Planning a trip to Switzerland? Here’s why you need to visit the Aletsch Glacier in Switzerland.
This is my fourth post about Switzerland. I wish I could condense everything there is to do and see in Switzerland into just a couple of posts, but it’s nearly impossible. The climate and sites are so varied, you really need a few weeks to experience just some of what Switzerland has to offer. (Disclosure: Christina and I were hosted by Valais-Wallis Tourism and the Panorama Restaurant, Bettmeralp)
Getting to the Aletsch Region
The Aletsch region is located in southern Switzerland, and a short train ride from Domodossola, in northern Italy. In my last post, Christina and I were in Brig, in the Valais-Wallis region of Switzerland. Brig is a great place to stay if you’re planning on visiting the glacier, as it’s less than 20 minutes by train to the base of the Aletsch Arena. We met David, our guide at the Betten train station. From Betten we took a gondola to Bettmerlap which is about half-way to the Aletsch glacier.
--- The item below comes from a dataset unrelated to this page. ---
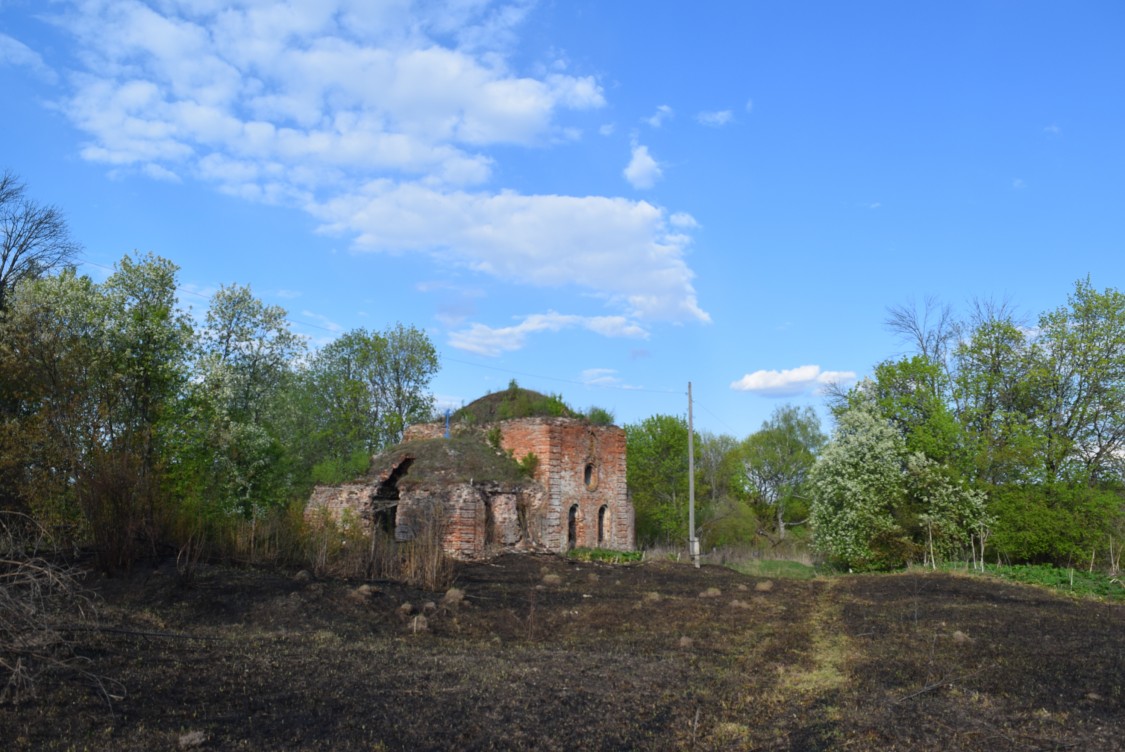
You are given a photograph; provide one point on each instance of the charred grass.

Bettmerlap is everything you think of when you envision a quaint Swiss village. The wooden structures are built right up against the mountain, and each one had gardens and window boxes over-flowing with flowers.
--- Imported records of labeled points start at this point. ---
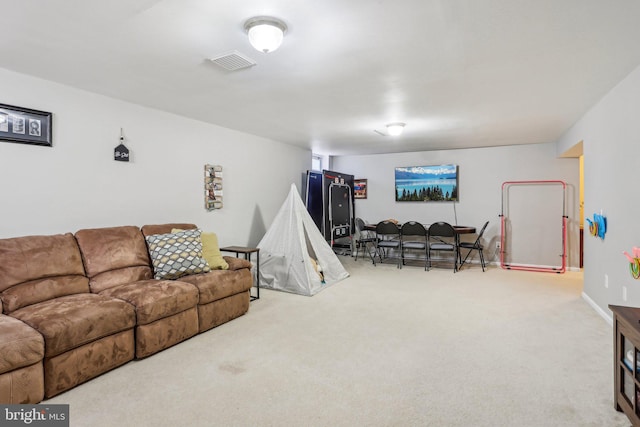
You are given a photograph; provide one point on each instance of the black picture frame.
(25, 126)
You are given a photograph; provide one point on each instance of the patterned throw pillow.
(174, 255)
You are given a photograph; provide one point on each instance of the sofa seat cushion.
(155, 299)
(71, 321)
(220, 284)
(20, 346)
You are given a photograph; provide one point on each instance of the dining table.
(459, 229)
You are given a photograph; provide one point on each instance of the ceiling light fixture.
(265, 33)
(395, 129)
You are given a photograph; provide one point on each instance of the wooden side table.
(626, 361)
(247, 255)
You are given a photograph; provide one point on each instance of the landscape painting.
(427, 183)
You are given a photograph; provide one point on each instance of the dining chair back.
(475, 246)
(443, 237)
(414, 238)
(388, 242)
(364, 239)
During the ride up, I was reminded of one of my favorite childhood stories,
Heidi, the book suddenly all made sense as David described what life in these villages is like. Heidi and her grandfather lived off what was grown in the Alps during the summer and during the winter they lived off cheese, butter, and cured meats and sausages.
Bettmeralp is only accessible by cable car. That means that everything the village needs, everything, has to be transported up the mountain by cable car. This includes food, water, any sort of supplies, as well as any vehicles. The tiny, truck-like vehicles transport luggage, guests, food, and anything else to and from the cable car station around the village. The views from Bettmerlap are stunning. But we weren’t done yet. We had one more cable car to take to get to the top of the Aletsch Arena and Glacier when we would truly be on top of the world.
The Aletsch region is home to the largest glacier in the Alps
It’s also a Unesco World Heritage Site. Once we arrived on the top of Bettmerhorn we were blown away by the incredible views in every direction.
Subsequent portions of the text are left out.